Осторожно ступая на каблук, она быстро пошла к театру. На углу, будто невзначай, повернула голову. Мужчина в сером костюме смотрел в ее сторону.
Цветы
Спектакль был знаком Надежде Сергеевне еще по прошлому сезону. Однако и в этот раз она смотрела его с наслаждением, снова и снова поражаясь, как задушевно и точно играет Куранов. В блокнот она ничего не записывала, лишь на полях программки сделала несколько пометок для памяти. Она чувствовала: статья должна получиться, и это радовало Надежду Сергеевну.
Когда опустился занавес, взволнованная и полная благодарности, она поднялась на сцену и протянула Куранову цветы. Просто как от зрителей, почитателей его таланта.
Куранов поцеловал ее руку, и Надежда Сергеевна, чуть покраснев, сошла вниз. На минуту задержалась у кресел, аплодируя вместе со всеми и смотря на Куранова, стоявшего в центре среди артистов. Он бережно прижимал тюльпаны к груди и растроганно кланялся залу. Хорошо, что она не представилась ему заранее. Журналисты, пресса всегда сковывают, будто нацеленный на человека фотоаппарат. А сегодня Куранов был очень естественен, каким обычно и бывал перед публикой.
Надежда Сергеевна вышла из зала, набросила плащ и повязала на шею газовую косынку. Пожилая гардеробщица с сочувствием сказала:
— На голову повяжите. Волосы хоть немного прикроете. Жалко такую прическу под дождь.
— Неужели дождь? — удивилась Надежда Сергеевна.
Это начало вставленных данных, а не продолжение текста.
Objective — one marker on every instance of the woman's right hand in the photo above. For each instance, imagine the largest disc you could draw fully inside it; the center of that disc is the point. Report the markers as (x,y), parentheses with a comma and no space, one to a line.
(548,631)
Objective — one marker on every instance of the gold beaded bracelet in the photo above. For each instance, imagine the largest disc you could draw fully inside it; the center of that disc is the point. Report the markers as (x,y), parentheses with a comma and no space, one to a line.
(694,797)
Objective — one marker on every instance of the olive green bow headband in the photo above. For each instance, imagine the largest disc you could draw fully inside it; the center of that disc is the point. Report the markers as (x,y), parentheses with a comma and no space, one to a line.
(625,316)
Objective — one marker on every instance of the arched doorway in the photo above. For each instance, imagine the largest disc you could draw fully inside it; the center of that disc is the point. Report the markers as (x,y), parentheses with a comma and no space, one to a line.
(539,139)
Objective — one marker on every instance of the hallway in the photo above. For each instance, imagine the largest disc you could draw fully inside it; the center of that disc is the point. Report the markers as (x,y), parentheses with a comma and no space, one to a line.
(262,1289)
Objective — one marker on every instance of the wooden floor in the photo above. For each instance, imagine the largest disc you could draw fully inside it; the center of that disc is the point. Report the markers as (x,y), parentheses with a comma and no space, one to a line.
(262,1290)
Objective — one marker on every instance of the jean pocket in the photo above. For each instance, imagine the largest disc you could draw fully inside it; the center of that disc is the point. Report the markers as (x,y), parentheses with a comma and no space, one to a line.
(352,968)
— Да вот, ни с какой стороны вроде не было видно… Про зонты никто и не подумал. Известно — май…
Надежда Сергеевна огорчилась: и ее зонт остался висеть дома в передней.
Дождь в самом деле зарядил не на шутку. У входа собралась небольшая толпа, все в растерянности поглядывали на маслянистый и будто кипевший от спорых капель дождя асфальт, в котором искристо отражались огни фонарей и окна домов. Окна выглядели сейчас такими уютными, теплыми.
И не хотела бы, а вот снова тринадцатое число вспомнила.
И только Надежда Сергеевна невесело об этом подумала, как из темноты возник человек. Довольно высокого роста, в плаще, под зонтом. И с портфелем. Вероятнее всего, именно по этому желтому портфелю с замочками она и узнала мужчину, недавно чинившего ей каблук.